Political party funding

2018-07-05 06:00

THE decision by the Constitutional Court that Parliament should pass the law under which political parties are compelled to disclose the sources of their private funding is a remarkable step in strengthening South Africa’s democracy.

Despite their differences and sometimes appearing as enemies, the dominant political parties in South Africa were united in their reluctance to disclose information as to who their sources of private funding are.

Political parties in South Africa attain funding from the taxpayer, where funds are divided among parties in line with the proportion of their representation in Parliament.

This system — i.e. public funding of political parties — has challenges in the sense that those parties that attained a higher percentage of votes in the elections receive a lion’s share of funding from the taxpayer; allowing for such a party to continue to dominate simply because it has dominated in the previous elections.

In addition to receiving public funds, political parties raise funds from private donors. They’ve not had to disclose who those donors are because we had no law that compelled them to disclose such information.

It is very expensive to run a political party and prepare for elections, and parties often accept funding from private donors who want to use their deep pockets to influence the direction that the party takes in terms of policy, for example. In such an arrangement, the voters get short-changed as parties open themselves up to influence by funders, instead of delivering on what they promised their voters.

The worst part of this is that voters do not know who the private funders of the parties are. That was until the court’s decision last week that voters are entitled to know who funds political parties.

With this critical information available to voters, they will be in a position to build a solid relationship with the parties — a relationship based on full access to information.

When a party assumes a policy position that is inexplicable to the voters, it will now be clear as to whose interests the party is serving.

One can go even further in explaining how critical the court’s decision is (because there is just no overstating its importance on democratic consolidation in South Africa).

The decision has the potential to weed out sinister donors who donate to political parties with only one intention in mind: to capture the party and subsequently the state.

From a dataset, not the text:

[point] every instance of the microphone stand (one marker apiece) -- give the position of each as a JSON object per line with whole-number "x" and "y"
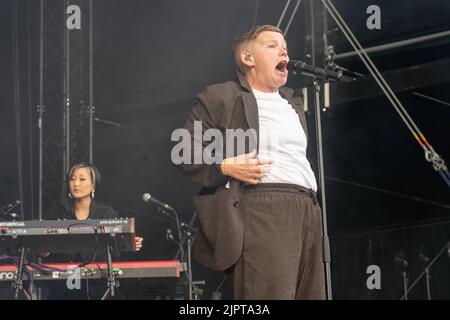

If South Africa had a law that compelled political parties to disclose their sources of private funding, state capture would not have affected our institutions to the extent that it did.

State capture was initiated because there was a channel through which money could make its way to a political party without the party having to disclose the source of the funding.

The secrecy regarding parties’ private sources of funding is to a greater extent responsible for the recent corrosion of state institutions.

It will take a while before political parties realise that it may be costly for them to accept money from dodgy private funders.

This information might appear mundane to voters who are concerned with the delivery of services.

As the practice of disclosure of private funding becomes part and parcel of our politics, political parties will also use this information to criticise each other and explain to voters why party B is better than party A.

The Constitutional Court’s decision is an important step towards the goal of eliminating illicit money in our politics.

To survive under the new arrangement where disclosure of private funding is compulsory, political parties have to go back to the drawing board and find a way to reach out to their voters.

Parties can no longer enter into deals with private donors secretly at the expense of the voters.

Voters will also be aware of what they are getting themselves into when they vote for their respective parties because they will now know who funds those parties. — News24.

• Ralph Mathekga is a fellow at the South African Research Chairs Initiative: African diplomacy and foreign policy at the University of Johannesburg, and author of When Zuma Goes.